On July 3, 2024, the U.S. District Court for the Northern District of Texas granted a preliminary injunction[1] to the plaintiffs pending the Court’s decision on the legality of the Rule. The Court’s ruling means the Rule will not be enforced against the plaintiffs until the Court issues a final decision on the merits, which is expected by August 30, 2024. Interestingly, the Court did not issue a nationwide injunction under the major questions doctrine. The Rule is still set to go into effect on September 4, 2024, applying to all parties not involved in the litigation.

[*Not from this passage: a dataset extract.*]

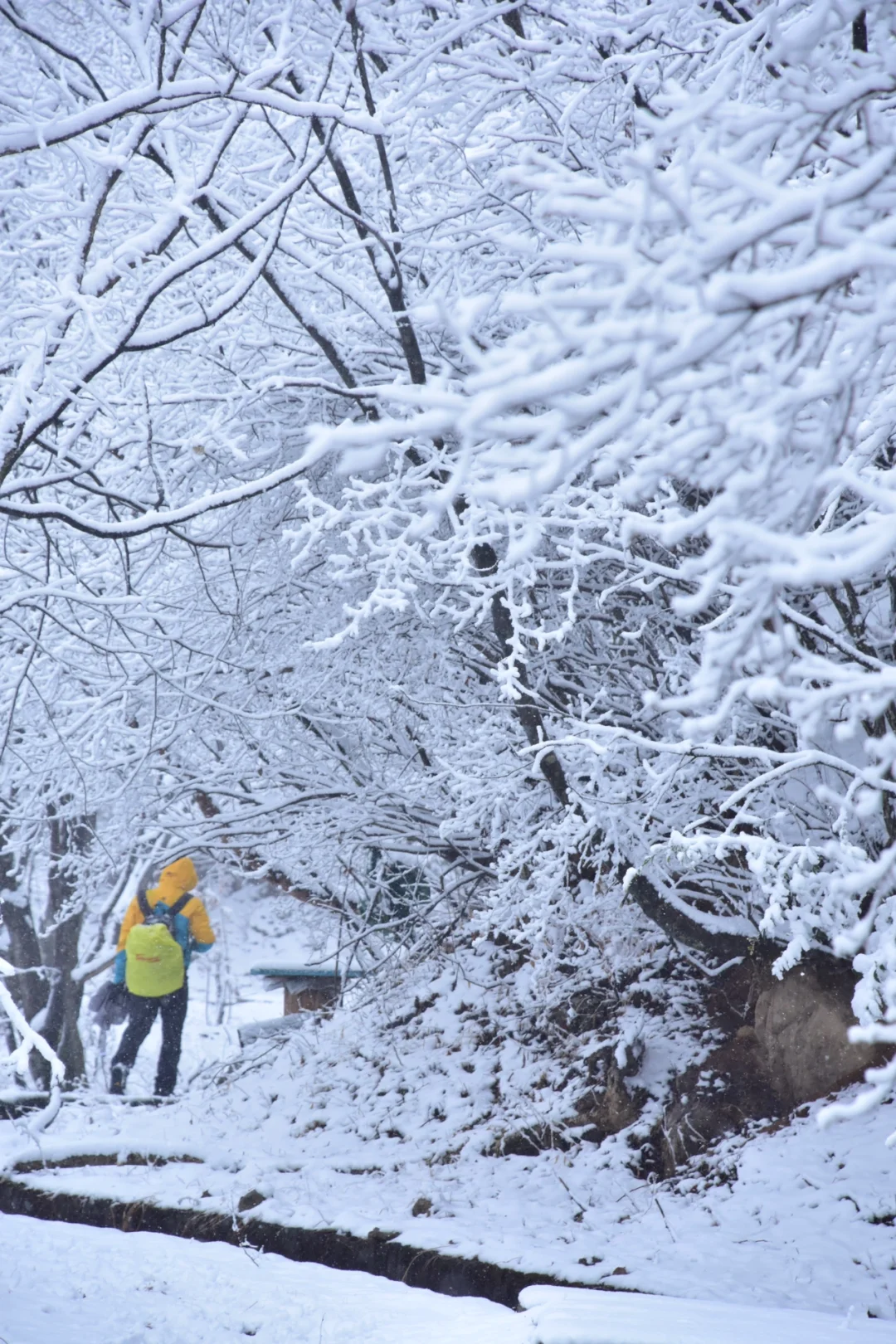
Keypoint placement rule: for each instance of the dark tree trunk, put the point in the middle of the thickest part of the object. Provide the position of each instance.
(69, 840)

The Court found that the FTC likely exceeded its statutory authority under Section 6(g) of the FTC Act, and the plaintiffs have a high likelihood of succeeding on the merits. It determined that Section 6(g) does not necessarily grant the FTC substantive rulemaking authority over unfair methods of competition. The Court also criticized the Rule as arbitrary and capricious, citing insufficient consideration of alternatives and overreliance on flawed empirical evidence.
The June 28, 2024 U.S. Supreme Court decision in Loper Bright Enterprises v. Raimondo,[2] which limits the deference given to administrative agencies' interpretations of statutes under the long-standing Chevron doctrine, will likely impact Ryan. The Chevron doctrine traditionally allowed Courts to defer to an agency's interpretation of an ambiguous statute if the interpretation was reasonable. However, the Loper decision held that the federal Administrative Procedures Act requires courts to exercise their independent judgment in deciding whether an agency has acted within its statutory authority, and cannot defer to agency interpretation simply because a statute is ambiguous. The Ryan Court’s final ruling will likely hinge on its interpretation of the FTC's statutory authority and in light of Loper, it may be reasonable to expect the Rule will be struck down, at least partially.
Another challenge to the Rule, ATS Tree Service v. FTC, [3] is currently pending in federal court in Pennsylvania. The plaintiffs in that case have also sought a preliminary injunction, and are awaiting the Court’s decision on the motion. Dinsmore attorneys are monitoring the ever-changing landscape in Ryan and ATS, and are here to answer any questions.
[1] Ryan, LLC v. FTC, No. 3:24-CV-00986; Memorandum-Opinion-and-Order-Ryan-v.-FTC-N.D.-Tex.pdf (uschamber.com)
[2] Loper Bright Enterprises v. Raimondo, 603 U.S. ____ (2024).
[3] ATS Tree Services, LLC v. FTC, No. 2:2024-CV-01743.